Dan subió las escaleras hasta el primer piso y se de–tuvo a buscar algo en su pesado llavero. Encontró la llave correcta al tercer intento y entró a una oficina grande que ocupaba todo el ancho de la tienda. La oficina servía como depósito de aparatos electrónicos. Cajas abiertas y artefactos en distintos estados de deterioro ocupaban cada centímetro. Un escritorio de metal arrimado a una esquina crujía bajo el peso de una montaña de facturas y papeles. Dan caminó a través de la basura hasta la puerta que llevaba a la parte delantera de la tienda.

Entreabrió un poco la puerta para espiar a Pepe, que estaba sentado en una banca, de espaldas a él y frente a un mostrador de vidrio que contenía teléfonos celulares y buscapersonas. La mujer desnuda que Pepe tenía tatuada en la nuca se movía sobre gruesos rollos de grasa, mientras Pepe miraba un programa en español en una pequeña televisión y sacaba algo de una bandeja de papel de aluminio que tenía bajo la quijada. La comida olía bien. Dan se estaba muriendo de hambre, pero no había nada que pudiera hacer al respecto en este instante. Tal vez saldría de esto rápido y podría comer algo después. Sólo tenía un par de dólares en el bolsillo después de haber pagado en el hotel el servicio a la habitación de Rosario, pero por aquí uno podía comer algo decente con ese dinero.

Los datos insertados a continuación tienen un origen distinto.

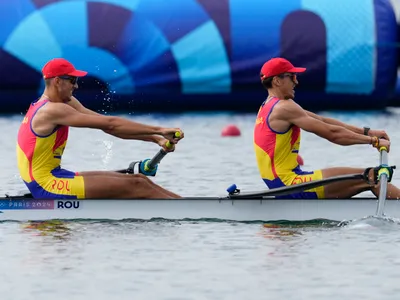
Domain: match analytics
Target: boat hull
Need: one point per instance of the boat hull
(195, 208)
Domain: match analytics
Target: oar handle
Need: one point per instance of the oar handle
(383, 177)
(148, 167)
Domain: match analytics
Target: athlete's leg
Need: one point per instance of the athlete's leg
(121, 175)
(123, 187)
(350, 188)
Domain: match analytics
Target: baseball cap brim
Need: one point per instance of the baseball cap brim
(297, 70)
(77, 73)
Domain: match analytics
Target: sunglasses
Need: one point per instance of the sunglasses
(72, 79)
(292, 76)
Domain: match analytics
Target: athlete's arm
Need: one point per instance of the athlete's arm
(290, 111)
(63, 114)
(75, 103)
(332, 121)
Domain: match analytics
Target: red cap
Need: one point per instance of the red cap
(59, 67)
(278, 65)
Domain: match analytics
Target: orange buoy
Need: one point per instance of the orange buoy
(300, 160)
(230, 130)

El hecho de que no hubiese nadie frente al mostrador no quería decir que las cabinas telefónicas estuviesen desocupadas. No había vigilado tanto tiempo como para estar seguro. Así que abrió la puerta con cautela y susurró:

“Oye, Pep.”

Pepe giró rápidamente y saltó de la banca, mientras buscaba con la mano en el cinturón y la comida se caía al piso haciendo un estruendo.

“¡Dios mío, hermano, me asustaste! ¡Casi saco mi fierro y te quemo!”

“Lo siento.”

“De verdad que lo sentirías si te mato. ¡Mierda! ¡Mira mi empanada!” Pepe sacó unas toallas de papel de un cajón y comenzó a limpiar el reguero del suelo, mientras sacudía la cabeza. “¡Maldita sea, ésa era toda mi comida!”

“Oye, no me jodas. Yo te mandé un maldito mensaje para avisarte y tú no me devolviste la llamada. ¿Qué tipo de cooperación es ésa?”

Pepe era lo suficientemente perspicaz como para hacer caso omiso del tono de agresividad en la voz de Dan. Dan no estaba loco como algunos de ellos, pero haría lo que fuera necesario para mantener el control de la situación. Y Pepe no necesitaba problemas.

“¡Cálmate, cálmate, hermano, calmémonos! Estoy un poco eléctrico, eso es todo. Tuvimos unos atracos en la cuadra. ¿Estás aquí por el cuarto?”

“Sí, lo necesito tal vez por un par de horas.”

“Claro, no hay problema. ¿A quién estoy esperando?”

“A un puertorriqueño, corpulento. Usa el pelo en rastas amarradas con un pedazo de tela.”

“Listo.”

Dan cerró la puerta, se devolvió y se sentó en la gastada silla de cuero giratoria que estaba detrás del escritorio. Se acurrucó en la silla para guardar su calor corporal, tratando de calentarse un poco. Tenía los pantalones y la camisa empapados. Se pasó las manos por el pelo mojado para quitarse de encima el exceso de agua. Había tirado el periódico empapado en una caneca al entrar, así que no tenía nada que leer mientras esperaba. Pero no le importó. Todo el día lo habían perseguido, como perros del infierno, ciertos pensamientos. Ahora se entregó a ellos, aliviado de rendirse por fin.

Esta mujer que acababa de conocer lo había impresionado y simplemente se sentó allí a pensar en ella. Cómo era, su voz, las cosas que decía. Su olor. El perfume que usaba olía a rosas. Hacía un rato, cuando estaban esperando el ascensor, se sorprendió cuando casi se inclina sobre ella para sentir el aroma de su pelo. Al recordarlo, Dan se rio en voz alta en medio de la habitación vacía. Patético, ¡qué imbécil tan grande! Tan pronto la conoció, quedó impresionado simplemente por su apariencia. Esas chicas latinas de pelo negro eran las más hermosas. Lo asustaban, pero lo dejaban fuera de combate. Luego leyó los diplomas que colgaban de la pared y la escuchó hablar, y se sintió perdido. ¡Carajo, cómo era de inteligente!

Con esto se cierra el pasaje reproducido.